SOALINDONESIA–JAKARTA Pemerintah resmi mengesahkan Undang-Undang Nomor 14 Tahun 2025 tentang Penyelenggaraan Ibadah Haji dan Umrah, yang di dalamnya memuat aturan baru terkait pelaksanaan umrah secara mandiri oleh warga negara Indonesia.
Melalui ketentuan baru ini, masyarakat kini diperbolehkan menjalankan ibadah umrah tanpa melalui Penyelenggara Perjalanan Ibadah Umrah (PPIU) atau lembaga resmi penyelenggara. Namun, jemaah yang memilih untuk berangkat secara mandiri tidak akan mendapatkan sejumlah perlindungan hukum, keamanan, maupun layanan yang selama ini diberikan kepada jemaah umrah melalui PPIU.
Dasar Hukum Umrah Mandiri
Izin warga untuk melaksanakan umrah mandiri diatur secara jelas dalam Pasal 86 UU No. 14 Tahun 2025, yang menyebutkan:
Pasal 86 (1) Perjalanan Ibadah Umrah dilakukan:
a. melalui PPIU;
b. secara mandiri; atau
c. melalui Menteri.
Artinya, umat Islam Indonesia kini memiliki tiga jalur resmi untuk menunaikan ibadah umrah — baik melalui penyelenggara, langsung dari pemerintah, maupun secara mandiri.

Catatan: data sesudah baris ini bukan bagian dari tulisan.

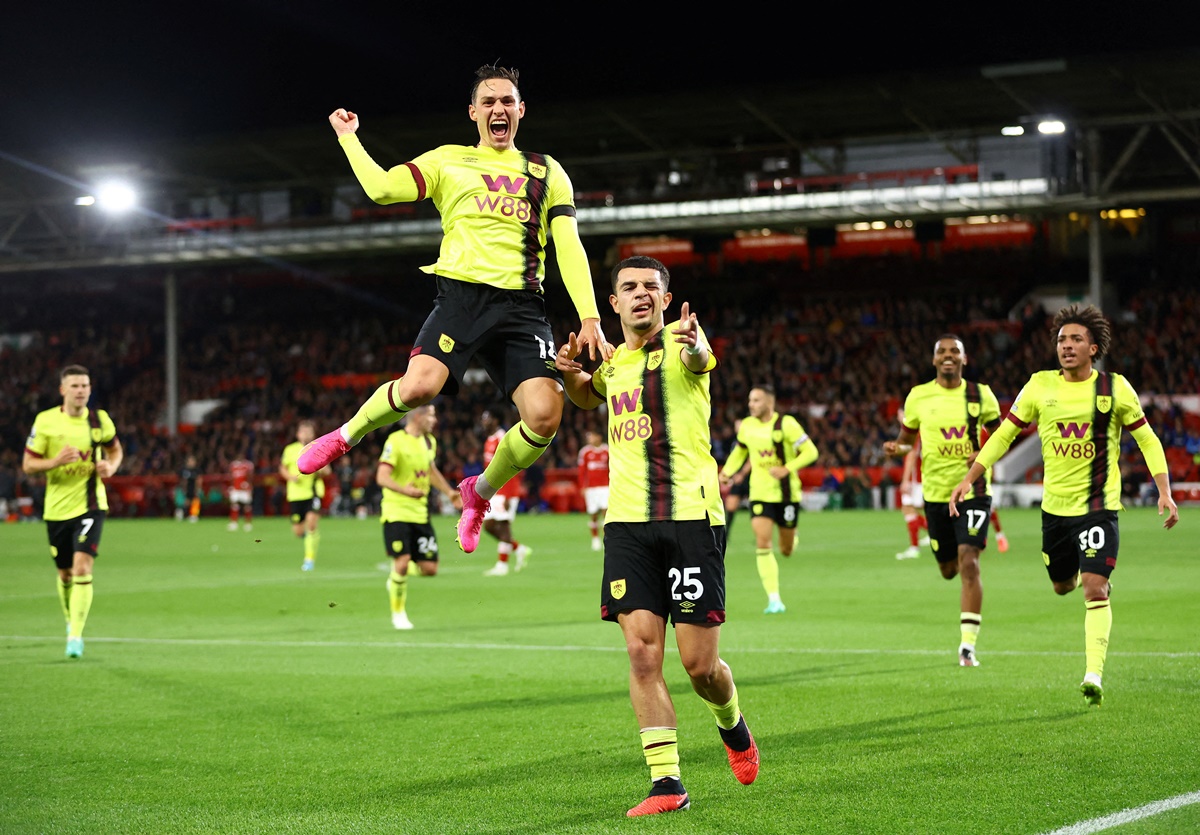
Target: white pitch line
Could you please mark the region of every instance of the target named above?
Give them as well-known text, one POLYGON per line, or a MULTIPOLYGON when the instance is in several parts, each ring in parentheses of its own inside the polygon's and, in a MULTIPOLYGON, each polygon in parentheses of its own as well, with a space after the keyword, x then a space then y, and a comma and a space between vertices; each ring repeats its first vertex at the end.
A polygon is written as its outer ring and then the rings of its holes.
POLYGON ((1120 812, 1113 812, 1111 815, 1073 823, 1070 826, 1064 826, 1062 829, 1055 829, 1053 832, 1045 832, 1043 835, 1092 835, 1094 832, 1103 832, 1105 829, 1112 829, 1114 826, 1123 826, 1127 823, 1139 821, 1142 818, 1161 815, 1163 812, 1169 812, 1172 809, 1178 809, 1182 806, 1191 806, 1194 803, 1200 803, 1200 792, 1189 792, 1188 794, 1168 797, 1166 800, 1156 800, 1153 803, 1147 803, 1145 806, 1138 806, 1136 809, 1122 809, 1120 812))
MULTIPOLYGON (((59 641, 60 636, 47 635, 0 635, 0 641, 59 641)), ((307 647, 320 649, 364 647, 379 649, 466 649, 466 650, 516 650, 521 652, 624 652, 624 646, 584 646, 578 644, 492 644, 492 643, 442 643, 434 641, 259 641, 246 638, 120 638, 90 637, 88 641, 110 644, 156 644, 175 646, 230 646, 230 647, 307 647)), ((677 652, 667 647, 668 652, 677 652)), ((834 649, 829 647, 730 647, 731 653, 754 655, 920 655, 942 656, 945 649, 834 649)), ((1005 650, 988 655, 1008 656, 1056 656, 1074 657, 1077 652, 1021 652, 1005 650)), ((1200 652, 1110 652, 1109 656, 1125 658, 1200 658, 1200 652)))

Tidak Dapat Perlindungan Negara
Kendati demikian, aturan baru ini menegaskan bahwa jemaah umrah mandiri tidak memperoleh perlindungan seperti jemaah yang berangkat melalui PPIU. Ketentuan ini tertuang dalam Pasal 96 ayat (5), yang menyebutkan:
Pasal 96 ayat (5)
Jemaah Umrah dan petugas umrah mendapatkan perlindungan:
a. warga negara Indonesia di luar negeri;
b. hukum;
c. keamanan;
d. layanan akomodasi, konsumsi, dan transportasi kecuali Jemaah Umrah mandiri; dan
e. jiwa, kecelakaan, dan kesehatan kecuali Jemaah Umrah mandiri.

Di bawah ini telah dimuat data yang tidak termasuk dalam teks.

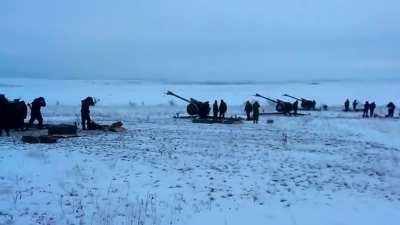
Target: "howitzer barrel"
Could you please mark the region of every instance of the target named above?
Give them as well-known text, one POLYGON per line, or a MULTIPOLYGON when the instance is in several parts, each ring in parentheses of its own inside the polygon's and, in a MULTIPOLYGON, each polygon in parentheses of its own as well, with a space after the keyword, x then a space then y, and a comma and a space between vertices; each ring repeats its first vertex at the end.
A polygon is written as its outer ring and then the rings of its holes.
MULTIPOLYGON (((287 101, 283 101, 282 99, 276 99, 276 101, 278 102, 278 103, 290 103, 290 102, 287 102, 287 101)), ((291 103, 290 103, 291 104, 291 103)))
POLYGON ((191 103, 193 100, 195 100, 195 99, 186 99, 186 98, 183 98, 183 97, 181 97, 181 96, 179 96, 179 95, 177 95, 177 94, 175 94, 174 92, 172 92, 172 91, 167 91, 167 93, 165 93, 166 95, 172 95, 172 96, 175 96, 175 97, 177 97, 177 98, 179 98, 179 99, 181 99, 181 100, 183 100, 183 101, 185 101, 185 102, 187 102, 187 103, 191 103))
POLYGON ((305 109, 305 110, 315 109, 316 102, 314 100, 308 100, 308 99, 305 99, 305 98, 296 98, 296 97, 288 95, 288 94, 284 94, 283 96, 286 96, 286 97, 293 98, 293 99, 296 99, 298 101, 301 101, 301 108, 302 109, 305 109))
POLYGON ((260 98, 263 98, 263 99, 267 99, 268 101, 271 101, 271 102, 274 102, 274 103, 278 103, 278 101, 276 101, 276 100, 274 100, 274 99, 267 98, 267 97, 262 96, 262 95, 260 95, 260 94, 255 94, 254 96, 260 97, 260 98))
POLYGON ((296 99, 296 100, 299 100, 299 101, 303 101, 303 100, 305 100, 304 98, 296 98, 296 97, 294 97, 294 96, 291 96, 291 95, 288 95, 288 94, 284 94, 283 96, 286 96, 286 97, 289 97, 289 98, 293 98, 293 99, 296 99))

Dengan demikian, negara tidak bertanggung jawab atas jaminan keselamatan, kesehatan, atau kenyamanan jemaah yang memilih umrah mandiri.
Tak Ada Kompensasi dan Ganti Rugi
Lebih lanjut, Pasal 97 ayat (1) juga menegaskan bahwa jemaah umrah mandiri tidak berhak atas kompensasi atau ganti rugi apabila terjadi kendala selama perjalanan:
Pasal 97 ayat (1)
Pelindungan layanan akomodasi, konsumsi, dan transportasi sebagaimana dimaksud dalam Pasal 96 ayat (1) huruf d diberikan dalam bentuk:
a. kompensasi kecuali untuk Jemaah Umrah mandiri; dan/atau
b. ganti rugi kecuali untuk Jemaah Umrah mandiri.
Penjelasan Resmi: Tanggung Jawab Pribadi Jemaah
Dalam penjelasan undang-undang tersebut, pemerintah menyebut bahwa pengecualian perlindungan bagi jemaah umrah mandiri didasarkan pada prinsip tanggung jawab individu.
Huruf d menjelaskan bahwa perlindungan layanan akomodasi, konsumsi, dan transportasi meliputi jaminan penginapan, makanan bergizi, serta angkutan yang aman dan tepat waktu. Namun ketentuan ini tidak berlaku bagi jemaah umrah mandiri.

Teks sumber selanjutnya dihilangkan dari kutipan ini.